Chronik des Kleingärtnervereins Twele e.V. Goslar

 

Gründung – 1916

 

Wie in einer alten bei Fa. Lattemann in Goslar noch in alter deutscher Schrift gedruckten Satzung nachzulesen, wurde der “ Kleingartnverein Twele e.V.“ am 11.September 1916 als “ Gartenbau Verein Twele e.V. in Goslar am Harz “ gegründet.
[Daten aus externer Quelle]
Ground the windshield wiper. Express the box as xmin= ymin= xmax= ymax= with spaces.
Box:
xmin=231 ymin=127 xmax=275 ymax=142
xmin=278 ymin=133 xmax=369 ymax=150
Durch den Geschichtsschreiber des Königlichen Amtsgerichtes wurde der Eintrag des Gartenbau Vereins unter der Nummer 22 in das damalige Vereinsregister in Goslar durch den Rechnungsrat Auffenberg am 6. März 1917 bescheinigt.

 

In einer Mitgliederversammlung am Montag, 13. November 1916 wurden die “ Satzungen “ von den Gründungsmitgliedern unter Vorsitz des “ Wirklichen Geheimen Rates “ ( später sprach man von “ Geheimrat “ oder “ seiner Exzellenz “ ) Adrian Twele errichtet.

 

Als Zweck des Vereins wurde festgelegt, den Mitgliedern, über Pflege und Verbesserung des zum Gartenbau benutzten Grund und Boden, sowie über Obst und Gemüseanbau, auch Baumpflege in Garten und Haus Aufklärung, Rat und Belehrung zu bieten und ihnen dabei mit tatsächlicher Unterstützung an die Hand zu gehen.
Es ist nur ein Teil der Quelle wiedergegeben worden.